4. Line 265-should this be 054 and 047 not 072 and 047?

Thank you for pointing this out. We corrected it.

5. Some references are not complete.

Thank you for pointing this out. We checked all references to ensure they are complete.

Author Response File: Author Response.docx

Reviewer 4 Report

Comments and Suggestions for Authors

Overall

This paper demonstrated that each of the authors developed PDX models with various subtypes of RCC. The concept of research is valuable and the result is very interesting. But, I have several concerns and questions.

Major

1. Abstract Objective was not described clearly.
2. Table 1 What is the selection criteria of PDXs?
3. Page 5 ccRCC PDX metabolic data, What is the data of unit? Are they calculated data?
4. Page 7 Figure 2 and Page 8 Figure 3; Why are many points plotted?

Author Response

1. Abstract Objective was not described clearly.

Thank you for pointing this out. We revised the abstract and added “Our objective is to compare the transcriptional and proteomic profiles of our PDX models to those of ccRCC patients and identify both similarities and distinctions between molecular profiles of PDX subtypes and corresponding ccRCC patient subtypes, so that proper PDX subtypes can be used when investigating the corresponding ccRCC patient subtypes” on page 1 line 33-37. 

2. Table 1 What is the selection criteria of PDXs?

Thank you for pointing this out. We selected PDXs that had multi-omics data including transcriptomic, proteomic, and metabolic profiles for this study. We added this to the Methods on page 3 line 138-139.

3. Page 5 ccRCC PDX metabolic data, What is the data of unit? Are they calculated data?

Thank you for pointing this out. The unit is nmol/mg. They are absolute concentrations. We added this to the method section on page 5 line 208.

4. Page 7 Figure 2 and Page 8 Figure 3; Why are many points plotted?

Thank you for pointing this out. These are PCA analyses comparing two groups of samples. Specifically, Figure 2C includes 47 PDX samples and 177 ccRCC patient samples (GSE3538). Figure 3B compares the 177 ccRCC patients with another cohort of 110 ccRCC patients (CPTAC PDC000200) and Figure 3C has the 47 PDX samples and the 110 ccRCC patient samples.

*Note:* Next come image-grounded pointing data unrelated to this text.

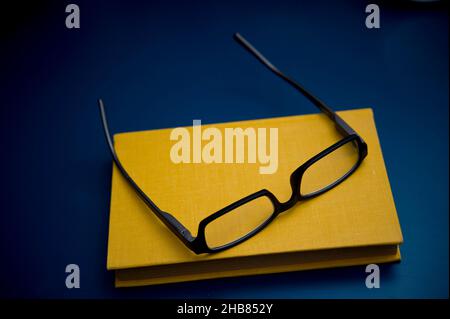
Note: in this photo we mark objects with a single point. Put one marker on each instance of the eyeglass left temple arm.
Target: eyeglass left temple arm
(341, 125)
(169, 220)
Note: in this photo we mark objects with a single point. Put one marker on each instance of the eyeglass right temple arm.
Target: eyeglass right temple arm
(341, 125)
(169, 220)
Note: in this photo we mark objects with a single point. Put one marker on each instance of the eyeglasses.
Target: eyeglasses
(248, 216)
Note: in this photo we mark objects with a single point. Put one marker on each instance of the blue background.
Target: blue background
(163, 64)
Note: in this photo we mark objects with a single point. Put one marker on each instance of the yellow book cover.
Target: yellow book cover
(354, 223)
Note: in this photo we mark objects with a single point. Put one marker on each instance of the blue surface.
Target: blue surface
(161, 65)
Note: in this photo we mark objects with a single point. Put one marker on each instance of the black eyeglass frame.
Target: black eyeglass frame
(198, 244)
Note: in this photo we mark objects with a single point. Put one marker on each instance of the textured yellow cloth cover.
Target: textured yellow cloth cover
(354, 223)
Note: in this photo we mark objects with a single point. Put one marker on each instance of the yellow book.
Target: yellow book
(354, 223)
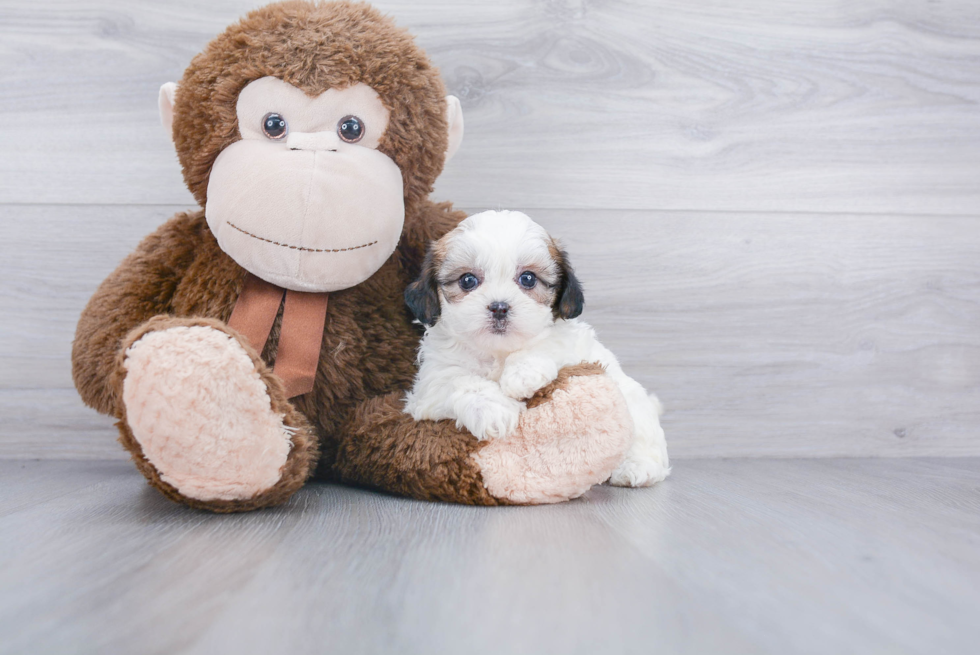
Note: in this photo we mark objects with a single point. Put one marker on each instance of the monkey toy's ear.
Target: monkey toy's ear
(422, 296)
(166, 102)
(570, 300)
(454, 116)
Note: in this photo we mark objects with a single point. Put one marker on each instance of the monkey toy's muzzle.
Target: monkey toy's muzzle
(306, 215)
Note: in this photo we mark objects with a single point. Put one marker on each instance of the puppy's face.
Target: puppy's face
(495, 281)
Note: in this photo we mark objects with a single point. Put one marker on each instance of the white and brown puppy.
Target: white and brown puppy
(499, 301)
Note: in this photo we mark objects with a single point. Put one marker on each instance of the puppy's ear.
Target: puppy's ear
(569, 299)
(422, 296)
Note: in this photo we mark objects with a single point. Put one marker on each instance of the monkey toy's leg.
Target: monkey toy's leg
(206, 421)
(575, 433)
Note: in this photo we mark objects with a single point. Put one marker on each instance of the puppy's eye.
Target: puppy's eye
(468, 282)
(527, 279)
(274, 126)
(350, 129)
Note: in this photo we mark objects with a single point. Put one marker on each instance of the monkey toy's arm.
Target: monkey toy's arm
(141, 287)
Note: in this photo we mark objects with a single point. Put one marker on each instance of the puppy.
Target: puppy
(499, 301)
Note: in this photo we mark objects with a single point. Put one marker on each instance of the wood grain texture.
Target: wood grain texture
(733, 556)
(869, 106)
(797, 335)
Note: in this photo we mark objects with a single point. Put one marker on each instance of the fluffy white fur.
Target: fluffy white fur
(477, 369)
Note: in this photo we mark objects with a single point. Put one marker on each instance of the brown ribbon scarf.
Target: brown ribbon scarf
(300, 336)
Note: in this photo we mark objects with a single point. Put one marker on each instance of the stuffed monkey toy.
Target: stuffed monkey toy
(263, 339)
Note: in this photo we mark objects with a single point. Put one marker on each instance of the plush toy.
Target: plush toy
(248, 345)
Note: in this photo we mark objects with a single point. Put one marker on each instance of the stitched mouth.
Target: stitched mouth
(286, 245)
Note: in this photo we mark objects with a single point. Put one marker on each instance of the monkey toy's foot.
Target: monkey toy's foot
(574, 434)
(206, 421)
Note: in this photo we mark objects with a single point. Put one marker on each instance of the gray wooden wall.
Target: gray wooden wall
(775, 206)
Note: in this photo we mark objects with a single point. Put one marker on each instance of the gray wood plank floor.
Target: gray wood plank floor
(728, 556)
(759, 105)
(764, 335)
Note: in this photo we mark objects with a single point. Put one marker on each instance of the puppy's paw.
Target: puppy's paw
(641, 468)
(521, 380)
(489, 417)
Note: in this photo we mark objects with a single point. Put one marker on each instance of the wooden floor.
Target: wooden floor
(775, 210)
(727, 556)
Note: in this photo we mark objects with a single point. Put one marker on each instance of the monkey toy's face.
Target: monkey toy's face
(304, 131)
(305, 200)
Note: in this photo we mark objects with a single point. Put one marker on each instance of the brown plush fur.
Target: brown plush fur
(314, 47)
(179, 276)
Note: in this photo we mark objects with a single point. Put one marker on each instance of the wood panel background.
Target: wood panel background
(775, 206)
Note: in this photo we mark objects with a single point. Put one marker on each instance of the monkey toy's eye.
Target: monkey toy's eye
(468, 282)
(350, 129)
(274, 126)
(527, 279)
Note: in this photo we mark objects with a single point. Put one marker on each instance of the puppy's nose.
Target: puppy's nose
(499, 310)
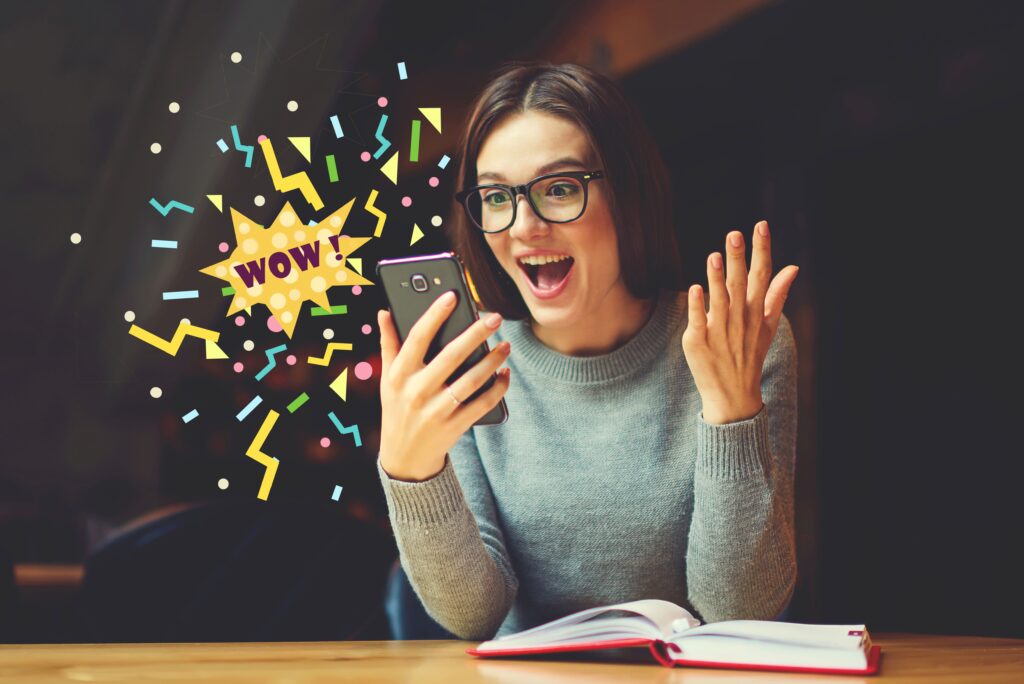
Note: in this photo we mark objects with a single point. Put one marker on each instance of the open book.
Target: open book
(675, 637)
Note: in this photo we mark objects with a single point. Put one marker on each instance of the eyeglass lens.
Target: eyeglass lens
(559, 199)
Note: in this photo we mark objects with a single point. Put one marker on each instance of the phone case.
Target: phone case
(408, 305)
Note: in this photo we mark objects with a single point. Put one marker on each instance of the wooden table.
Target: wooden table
(905, 658)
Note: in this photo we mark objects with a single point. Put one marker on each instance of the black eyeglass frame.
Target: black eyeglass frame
(515, 190)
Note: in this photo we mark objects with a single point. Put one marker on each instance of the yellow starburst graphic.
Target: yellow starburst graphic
(287, 263)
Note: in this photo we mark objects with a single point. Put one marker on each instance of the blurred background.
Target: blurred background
(880, 139)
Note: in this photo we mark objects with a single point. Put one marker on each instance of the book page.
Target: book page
(656, 622)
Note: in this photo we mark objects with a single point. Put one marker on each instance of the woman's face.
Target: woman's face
(519, 148)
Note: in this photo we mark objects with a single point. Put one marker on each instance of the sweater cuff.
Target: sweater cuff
(430, 502)
(734, 450)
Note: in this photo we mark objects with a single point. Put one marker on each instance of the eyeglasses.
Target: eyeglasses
(556, 198)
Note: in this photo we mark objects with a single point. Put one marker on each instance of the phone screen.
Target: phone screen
(412, 285)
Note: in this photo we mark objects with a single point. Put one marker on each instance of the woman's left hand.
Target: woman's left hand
(726, 346)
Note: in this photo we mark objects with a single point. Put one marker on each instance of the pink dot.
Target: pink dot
(364, 371)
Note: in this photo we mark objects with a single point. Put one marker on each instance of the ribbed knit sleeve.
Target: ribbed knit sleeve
(740, 561)
(452, 547)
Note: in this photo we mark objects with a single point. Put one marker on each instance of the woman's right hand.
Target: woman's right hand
(420, 421)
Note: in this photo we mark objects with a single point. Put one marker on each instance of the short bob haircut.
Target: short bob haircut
(635, 177)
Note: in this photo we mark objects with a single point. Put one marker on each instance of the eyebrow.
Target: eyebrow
(547, 168)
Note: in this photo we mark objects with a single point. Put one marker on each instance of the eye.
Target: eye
(562, 189)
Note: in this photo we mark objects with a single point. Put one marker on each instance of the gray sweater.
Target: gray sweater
(606, 485)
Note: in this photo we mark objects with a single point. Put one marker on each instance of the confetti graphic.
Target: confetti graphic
(385, 143)
(248, 148)
(173, 204)
(271, 361)
(172, 345)
(297, 181)
(244, 414)
(331, 348)
(352, 429)
(381, 216)
(255, 452)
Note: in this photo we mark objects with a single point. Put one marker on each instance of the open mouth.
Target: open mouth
(546, 272)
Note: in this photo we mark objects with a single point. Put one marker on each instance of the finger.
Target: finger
(718, 316)
(474, 378)
(410, 357)
(469, 413)
(778, 291)
(735, 282)
(696, 317)
(459, 349)
(389, 340)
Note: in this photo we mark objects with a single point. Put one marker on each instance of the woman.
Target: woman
(649, 449)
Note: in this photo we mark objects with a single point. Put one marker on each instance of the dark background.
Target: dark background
(881, 141)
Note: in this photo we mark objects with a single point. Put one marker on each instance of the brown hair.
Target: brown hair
(640, 197)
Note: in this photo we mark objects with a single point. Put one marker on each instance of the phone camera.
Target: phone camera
(419, 283)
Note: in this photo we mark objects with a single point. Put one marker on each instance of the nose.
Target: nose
(527, 224)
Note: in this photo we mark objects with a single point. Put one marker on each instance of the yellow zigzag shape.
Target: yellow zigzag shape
(340, 346)
(381, 216)
(171, 346)
(256, 454)
(299, 181)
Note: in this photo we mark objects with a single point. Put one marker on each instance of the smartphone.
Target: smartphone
(412, 285)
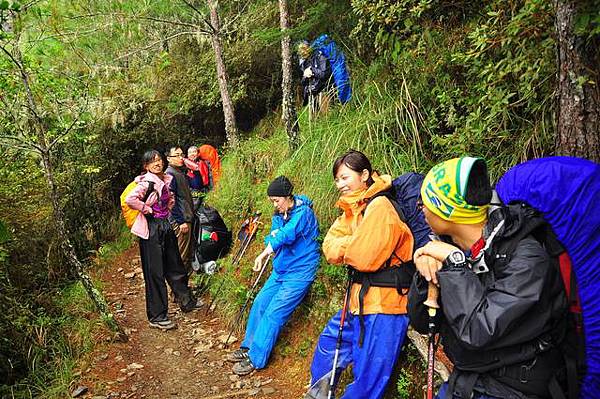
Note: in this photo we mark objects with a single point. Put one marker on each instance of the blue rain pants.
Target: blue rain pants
(271, 309)
(442, 394)
(372, 365)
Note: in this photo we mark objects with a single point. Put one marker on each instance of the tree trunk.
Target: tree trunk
(39, 128)
(228, 112)
(578, 102)
(288, 113)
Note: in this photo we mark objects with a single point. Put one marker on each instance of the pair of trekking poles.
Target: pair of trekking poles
(432, 306)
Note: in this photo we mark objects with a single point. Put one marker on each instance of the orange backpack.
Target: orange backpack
(130, 214)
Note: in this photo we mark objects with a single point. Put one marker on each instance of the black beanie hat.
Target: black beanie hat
(280, 187)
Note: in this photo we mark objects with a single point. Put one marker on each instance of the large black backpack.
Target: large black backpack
(211, 236)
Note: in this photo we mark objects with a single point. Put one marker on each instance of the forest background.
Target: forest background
(87, 86)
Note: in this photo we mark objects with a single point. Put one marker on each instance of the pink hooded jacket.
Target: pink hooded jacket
(134, 200)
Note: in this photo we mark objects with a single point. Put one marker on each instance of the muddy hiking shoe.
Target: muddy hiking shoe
(244, 367)
(237, 355)
(163, 324)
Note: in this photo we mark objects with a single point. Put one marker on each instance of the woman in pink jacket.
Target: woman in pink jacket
(158, 245)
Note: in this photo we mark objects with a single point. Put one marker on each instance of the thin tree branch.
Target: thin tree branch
(202, 17)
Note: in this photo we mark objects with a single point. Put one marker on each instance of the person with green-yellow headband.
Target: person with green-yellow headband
(501, 297)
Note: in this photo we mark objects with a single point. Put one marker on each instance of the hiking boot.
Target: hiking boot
(237, 355)
(244, 367)
(193, 304)
(163, 324)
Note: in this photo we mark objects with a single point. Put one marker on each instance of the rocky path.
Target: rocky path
(187, 362)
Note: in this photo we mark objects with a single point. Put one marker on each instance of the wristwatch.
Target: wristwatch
(456, 259)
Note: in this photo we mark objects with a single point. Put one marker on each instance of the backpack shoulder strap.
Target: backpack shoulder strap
(148, 191)
(392, 198)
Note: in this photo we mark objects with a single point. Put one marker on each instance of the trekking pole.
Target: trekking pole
(248, 296)
(432, 307)
(338, 343)
(238, 257)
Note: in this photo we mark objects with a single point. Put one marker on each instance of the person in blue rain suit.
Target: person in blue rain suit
(293, 244)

Author Response File: Author Response.docx

Round 2

Reviewer 3 Report

Comments and Suggestions for Authors

The authors have addressed the reviewer's comments in a satisfactory manner. This improved manuscript does not require any further editing.

Reviewer 4 Report

Comments and Suggestions for Authors

I have confirmed all responses and revised article. The paper was revised by points by points. ANd the paper was improved in the view of scientific soundness. 
I have no more comments for improvement.